Entre los objetivos planteados destacan:

  • Digitalizar el 80 % de los trámites empresariales.
  • Reducir aproximadamente un 40 % los tiempos administrativos.
  • Eliminar cientos de procedimientos considerados redundantes.

La lógica detrás de esta medida responde a una tendencia creciente en distintos países: sustituir procesos fragmentados por sistemas interoperables capaces de compartir información entre organismos públicos.

Formalización mediante plataformas digitales

Otra propuesta relevante es la creación de una Ventanilla Única de Formalización y Titulación, destinada a acelerar la regularización de viviendas y propiedades mediante integración digital con organismos registrales.

A ello se suma la denominada Licencia 0 Digital, orientada a facilitar la creación de micro y pequeñas empresas mediante autorizaciones completamente en línea y con menores barreras burocráticas.

Tecnología aplicada a la transparencia pública

El programa también incorpora herramientas digitales para fortalecer los mecanismos de control estatal.

La premisa consiste en utilizar analítica de datos para detectar irregularidades antes de que generen pérdidas económicas significativas.

Auditorías automatizadas y monitoreo permanente

Entre las principales iniciativas aparecen:

  • Sistemas de inteligencia artificial para analizar licitaciones públicas.
  • Identificación temprana de sobrecostos y patrones de riesgo.
  • Plataformas de compliance digital para funcionarios.
  • Cruce automatizado de información patrimonial.
  • Seguimiento continuo de posibles conflictos de interés.

Este enfoque traslada parte del control desde auditorías posteriores hacia mecanismos preventivos apoyados por procesamiento masivo de datos.

Salud y educación como parte de la infraestructura digital

El «shock tecnológico» no se limita a la seguridad ni a la gestión administrativa.

También incorpora inversiones destinadas a ampliar la infraestructura digital en sectores sociales estratégicos.

Telemedicina para ampliar la cobertura sanitaria

La propuesta plantea desarrollar una red nacional de telemedicina que conecte establecimientos del Ministerio de Salud para facilitar consultas remotas, diagnósticos especializados y atención en regiones con menor disponibilidad de profesionales médicos.

La digitalización aparece aquí como una herramienta para reducir desigualdades territoriales más que como un reemplazo de la atención presencial.

Educación STEM y reducción de la brecha tecnológica

En el ámbito educativo, el plan prioriza la expansión de conectividad, laboratorios tecnológicos y programas enfocados en ciencia, tecnología, ingeniería y matemáticas (STEM).

El objetivo es fortalecer las capacidades digitales de estudiantes, especialmente en zonas rurales donde las brechas de acceso continúan siendo uno de los principales desafíos para el desarrollo productivo.

La tecnología como política de Estado

Más que incorporar herramientas digitales aisladas, el programa plantea reorganizar múltiples funciones estatales alrededor del uso intensivo de datos, automatización e inteligencia artificial.

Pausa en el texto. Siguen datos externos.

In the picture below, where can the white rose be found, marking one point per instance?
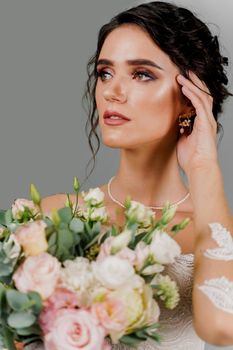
(114, 272)
(99, 214)
(164, 248)
(94, 196)
(121, 241)
(77, 275)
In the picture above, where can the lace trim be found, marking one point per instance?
(220, 292)
(225, 242)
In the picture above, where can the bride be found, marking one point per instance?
(156, 88)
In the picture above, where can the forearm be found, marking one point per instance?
(213, 324)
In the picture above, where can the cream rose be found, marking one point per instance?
(38, 273)
(114, 272)
(32, 237)
(75, 329)
(19, 206)
(77, 275)
(164, 248)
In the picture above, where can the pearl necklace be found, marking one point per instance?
(122, 205)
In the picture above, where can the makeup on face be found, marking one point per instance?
(136, 79)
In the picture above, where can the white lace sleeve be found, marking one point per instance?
(220, 292)
(225, 243)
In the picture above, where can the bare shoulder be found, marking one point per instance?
(57, 201)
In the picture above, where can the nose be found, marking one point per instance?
(115, 91)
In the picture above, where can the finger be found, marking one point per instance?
(195, 87)
(201, 85)
(201, 98)
(202, 110)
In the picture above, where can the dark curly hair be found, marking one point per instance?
(182, 36)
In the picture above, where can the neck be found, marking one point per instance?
(149, 177)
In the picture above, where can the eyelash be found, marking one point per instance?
(101, 72)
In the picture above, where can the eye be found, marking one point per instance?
(103, 74)
(143, 75)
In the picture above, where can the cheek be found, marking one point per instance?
(158, 107)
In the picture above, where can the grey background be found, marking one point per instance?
(44, 48)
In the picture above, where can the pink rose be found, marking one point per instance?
(111, 314)
(19, 206)
(73, 330)
(61, 299)
(32, 237)
(38, 273)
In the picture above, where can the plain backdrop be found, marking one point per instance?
(44, 48)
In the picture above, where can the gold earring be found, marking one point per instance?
(185, 121)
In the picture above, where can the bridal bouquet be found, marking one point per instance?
(68, 280)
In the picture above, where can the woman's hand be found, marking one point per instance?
(198, 148)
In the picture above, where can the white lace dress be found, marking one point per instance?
(176, 325)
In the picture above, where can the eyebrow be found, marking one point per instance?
(135, 62)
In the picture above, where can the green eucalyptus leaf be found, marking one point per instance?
(96, 228)
(65, 214)
(76, 225)
(76, 238)
(8, 216)
(3, 217)
(16, 300)
(52, 239)
(21, 319)
(8, 336)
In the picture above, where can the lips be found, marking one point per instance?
(108, 114)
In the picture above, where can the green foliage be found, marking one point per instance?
(5, 217)
(18, 316)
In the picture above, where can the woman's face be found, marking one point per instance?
(145, 92)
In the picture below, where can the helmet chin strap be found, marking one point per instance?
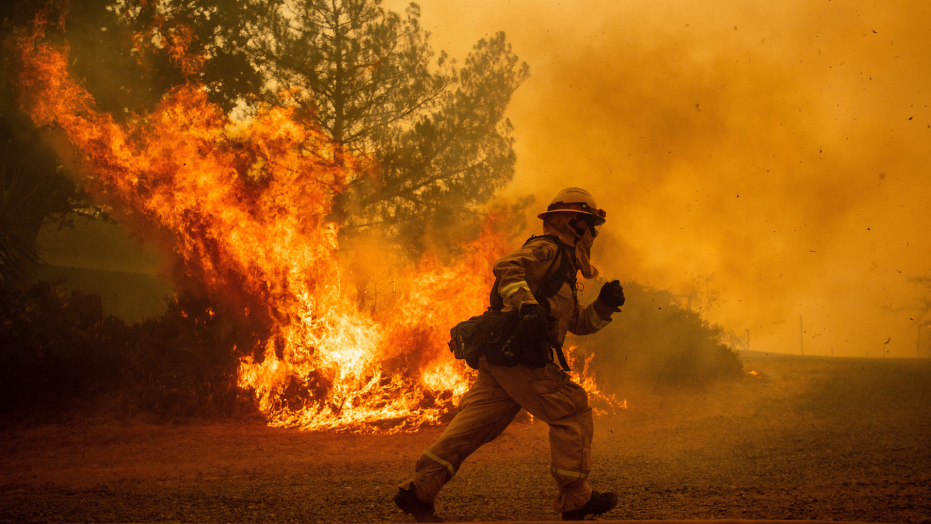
(579, 231)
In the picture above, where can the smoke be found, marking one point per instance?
(770, 157)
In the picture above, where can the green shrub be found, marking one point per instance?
(59, 351)
(655, 341)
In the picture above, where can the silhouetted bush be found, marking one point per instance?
(58, 350)
(655, 341)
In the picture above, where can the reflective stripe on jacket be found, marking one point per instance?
(520, 272)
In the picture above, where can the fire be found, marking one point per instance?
(245, 204)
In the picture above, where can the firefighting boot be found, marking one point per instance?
(409, 503)
(598, 504)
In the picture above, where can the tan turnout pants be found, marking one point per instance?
(487, 409)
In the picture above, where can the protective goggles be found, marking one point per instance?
(595, 218)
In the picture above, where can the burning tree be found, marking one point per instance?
(430, 139)
(246, 205)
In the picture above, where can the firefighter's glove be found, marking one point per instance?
(612, 294)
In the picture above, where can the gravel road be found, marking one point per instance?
(811, 438)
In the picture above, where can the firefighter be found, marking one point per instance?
(538, 281)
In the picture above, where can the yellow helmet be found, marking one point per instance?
(577, 200)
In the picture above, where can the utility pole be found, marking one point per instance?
(801, 335)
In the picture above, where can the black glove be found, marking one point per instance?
(612, 294)
(533, 331)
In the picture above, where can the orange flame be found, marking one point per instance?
(246, 206)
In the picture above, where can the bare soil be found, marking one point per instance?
(812, 438)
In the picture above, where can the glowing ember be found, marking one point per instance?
(245, 204)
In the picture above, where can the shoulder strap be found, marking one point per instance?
(561, 270)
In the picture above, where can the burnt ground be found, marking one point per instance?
(814, 438)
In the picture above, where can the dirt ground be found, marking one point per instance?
(812, 438)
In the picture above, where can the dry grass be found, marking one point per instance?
(814, 438)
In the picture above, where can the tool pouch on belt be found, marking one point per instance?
(491, 334)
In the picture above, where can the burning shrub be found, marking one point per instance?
(658, 342)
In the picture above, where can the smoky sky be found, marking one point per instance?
(770, 157)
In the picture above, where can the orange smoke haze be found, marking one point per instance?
(770, 156)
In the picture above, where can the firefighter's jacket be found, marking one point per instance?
(519, 274)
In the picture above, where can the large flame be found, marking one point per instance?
(246, 205)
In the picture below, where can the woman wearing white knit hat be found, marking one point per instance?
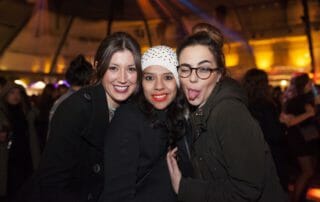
(141, 132)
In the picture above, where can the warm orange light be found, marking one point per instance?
(313, 194)
(47, 66)
(299, 57)
(232, 59)
(61, 65)
(264, 59)
(147, 9)
(21, 82)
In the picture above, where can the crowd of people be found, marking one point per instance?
(163, 126)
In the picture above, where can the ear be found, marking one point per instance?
(219, 77)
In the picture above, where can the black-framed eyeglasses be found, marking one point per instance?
(202, 72)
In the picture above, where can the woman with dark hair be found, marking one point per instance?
(231, 159)
(71, 168)
(264, 110)
(141, 132)
(299, 113)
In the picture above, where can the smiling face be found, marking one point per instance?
(198, 90)
(159, 86)
(120, 79)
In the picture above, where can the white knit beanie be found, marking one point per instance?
(163, 56)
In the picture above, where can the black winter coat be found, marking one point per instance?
(231, 159)
(135, 164)
(71, 169)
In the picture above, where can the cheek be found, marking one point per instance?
(132, 77)
(146, 88)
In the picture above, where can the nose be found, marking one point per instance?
(159, 85)
(193, 77)
(122, 77)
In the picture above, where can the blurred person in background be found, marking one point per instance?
(3, 82)
(44, 103)
(62, 89)
(265, 111)
(14, 108)
(303, 135)
(78, 74)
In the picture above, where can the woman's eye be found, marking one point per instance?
(132, 69)
(148, 77)
(204, 69)
(113, 68)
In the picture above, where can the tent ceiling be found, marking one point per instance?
(31, 30)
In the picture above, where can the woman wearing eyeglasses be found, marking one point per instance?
(231, 159)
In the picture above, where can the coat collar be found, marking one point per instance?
(99, 116)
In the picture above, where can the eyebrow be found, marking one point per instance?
(119, 65)
(166, 73)
(199, 63)
(204, 61)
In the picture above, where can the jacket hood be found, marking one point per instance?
(226, 89)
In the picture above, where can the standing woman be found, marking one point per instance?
(231, 159)
(141, 132)
(299, 113)
(14, 110)
(264, 110)
(72, 165)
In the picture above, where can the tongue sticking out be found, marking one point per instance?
(193, 94)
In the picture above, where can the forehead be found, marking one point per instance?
(122, 56)
(195, 54)
(156, 69)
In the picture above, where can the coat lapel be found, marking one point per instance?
(99, 116)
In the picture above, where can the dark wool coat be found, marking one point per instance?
(135, 164)
(71, 169)
(231, 159)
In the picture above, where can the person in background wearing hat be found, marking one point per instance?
(141, 132)
(78, 75)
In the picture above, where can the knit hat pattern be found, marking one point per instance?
(163, 56)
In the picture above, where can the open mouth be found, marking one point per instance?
(159, 97)
(193, 94)
(121, 89)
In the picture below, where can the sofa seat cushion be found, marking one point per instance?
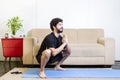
(87, 50)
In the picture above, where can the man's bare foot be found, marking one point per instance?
(42, 75)
(59, 68)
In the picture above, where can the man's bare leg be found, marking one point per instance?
(44, 59)
(65, 54)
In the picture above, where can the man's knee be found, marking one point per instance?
(47, 52)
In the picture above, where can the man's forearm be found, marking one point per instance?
(59, 49)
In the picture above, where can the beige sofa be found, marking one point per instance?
(88, 46)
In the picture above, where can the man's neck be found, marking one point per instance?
(56, 34)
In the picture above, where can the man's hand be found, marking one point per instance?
(65, 39)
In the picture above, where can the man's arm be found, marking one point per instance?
(60, 48)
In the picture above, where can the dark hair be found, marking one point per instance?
(54, 22)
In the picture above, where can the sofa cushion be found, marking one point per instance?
(89, 35)
(87, 50)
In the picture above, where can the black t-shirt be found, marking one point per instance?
(50, 41)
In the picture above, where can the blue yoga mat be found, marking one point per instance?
(74, 73)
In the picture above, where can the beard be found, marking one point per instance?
(60, 30)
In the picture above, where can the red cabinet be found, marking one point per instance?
(12, 47)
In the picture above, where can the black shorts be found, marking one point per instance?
(52, 59)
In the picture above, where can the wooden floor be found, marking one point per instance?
(10, 65)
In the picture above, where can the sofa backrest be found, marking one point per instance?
(89, 35)
(74, 35)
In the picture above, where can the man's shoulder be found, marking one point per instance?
(49, 36)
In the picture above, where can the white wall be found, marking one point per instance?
(75, 13)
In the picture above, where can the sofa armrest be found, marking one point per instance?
(28, 50)
(109, 44)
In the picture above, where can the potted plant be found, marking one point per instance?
(14, 24)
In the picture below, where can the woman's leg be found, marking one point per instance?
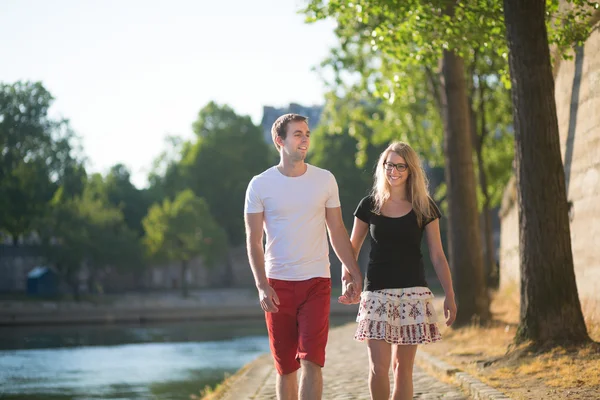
(380, 355)
(404, 359)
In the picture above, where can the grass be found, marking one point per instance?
(489, 353)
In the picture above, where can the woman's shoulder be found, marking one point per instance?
(367, 202)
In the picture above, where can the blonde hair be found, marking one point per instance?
(417, 182)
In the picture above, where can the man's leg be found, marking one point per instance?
(287, 386)
(313, 330)
(283, 340)
(311, 381)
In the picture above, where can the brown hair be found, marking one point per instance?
(280, 126)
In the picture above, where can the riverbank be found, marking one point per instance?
(213, 304)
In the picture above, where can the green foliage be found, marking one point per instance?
(342, 144)
(36, 157)
(86, 231)
(228, 152)
(182, 229)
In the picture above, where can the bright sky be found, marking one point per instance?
(128, 73)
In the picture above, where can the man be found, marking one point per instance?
(297, 203)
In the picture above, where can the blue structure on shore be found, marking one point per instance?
(42, 281)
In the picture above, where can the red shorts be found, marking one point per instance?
(300, 328)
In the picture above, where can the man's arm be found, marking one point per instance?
(256, 256)
(343, 248)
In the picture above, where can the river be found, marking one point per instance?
(158, 361)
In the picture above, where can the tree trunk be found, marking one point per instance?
(465, 252)
(550, 308)
(485, 219)
(184, 268)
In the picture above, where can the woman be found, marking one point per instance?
(396, 312)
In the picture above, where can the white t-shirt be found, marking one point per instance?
(294, 211)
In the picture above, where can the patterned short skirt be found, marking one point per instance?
(398, 316)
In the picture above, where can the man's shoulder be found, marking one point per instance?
(263, 176)
(320, 172)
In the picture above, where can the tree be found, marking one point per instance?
(122, 193)
(84, 231)
(398, 31)
(228, 152)
(550, 308)
(337, 146)
(182, 229)
(36, 156)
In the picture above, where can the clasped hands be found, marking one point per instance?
(351, 290)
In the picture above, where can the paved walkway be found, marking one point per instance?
(344, 375)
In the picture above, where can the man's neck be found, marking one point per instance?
(291, 168)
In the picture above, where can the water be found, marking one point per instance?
(124, 362)
(159, 361)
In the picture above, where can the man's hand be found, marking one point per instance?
(449, 310)
(350, 291)
(268, 299)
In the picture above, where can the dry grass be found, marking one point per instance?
(490, 354)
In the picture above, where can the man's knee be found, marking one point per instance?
(307, 364)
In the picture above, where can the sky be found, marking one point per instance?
(129, 73)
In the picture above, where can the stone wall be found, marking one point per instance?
(577, 87)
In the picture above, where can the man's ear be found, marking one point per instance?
(279, 140)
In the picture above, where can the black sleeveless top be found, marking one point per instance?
(395, 260)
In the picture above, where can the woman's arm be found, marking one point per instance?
(442, 270)
(359, 232)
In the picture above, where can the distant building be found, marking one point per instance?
(270, 114)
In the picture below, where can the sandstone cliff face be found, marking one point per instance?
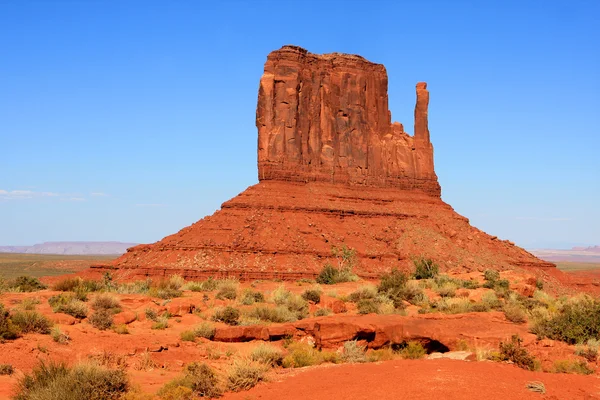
(326, 118)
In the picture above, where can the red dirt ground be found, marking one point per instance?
(421, 379)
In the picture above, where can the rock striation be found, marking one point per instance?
(325, 118)
(334, 172)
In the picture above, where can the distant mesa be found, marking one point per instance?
(333, 171)
(71, 248)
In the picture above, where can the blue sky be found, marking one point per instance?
(128, 120)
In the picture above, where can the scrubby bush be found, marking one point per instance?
(491, 275)
(6, 369)
(31, 322)
(205, 330)
(425, 268)
(312, 295)
(160, 324)
(101, 319)
(513, 351)
(331, 275)
(367, 307)
(301, 355)
(199, 379)
(83, 381)
(272, 314)
(106, 301)
(188, 336)
(267, 354)
(59, 336)
(203, 286)
(323, 312)
(26, 284)
(352, 352)
(121, 329)
(244, 374)
(228, 315)
(365, 292)
(250, 297)
(572, 367)
(412, 350)
(8, 330)
(576, 323)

Ese cambio supone modificar la manera en que distintas instituciones comparten información, toman decisiones y administran recursos públicos.

El verdadero reto no reside únicamente en adquirir infraestructura tecnológica, sino en desarrollar capacidades institucionales que permitan sostener estos sistemas en el tiempo, garantizar la protección de los datos personales y establecer mecanismos de supervisión que eviten sesgos o usos indebidos de la automatización. La evolución de este modelo podría convertirse en un referente regional sobre cómo la innovación pública redefine la relación entre el Estado, la ciudadanía y la economía digital.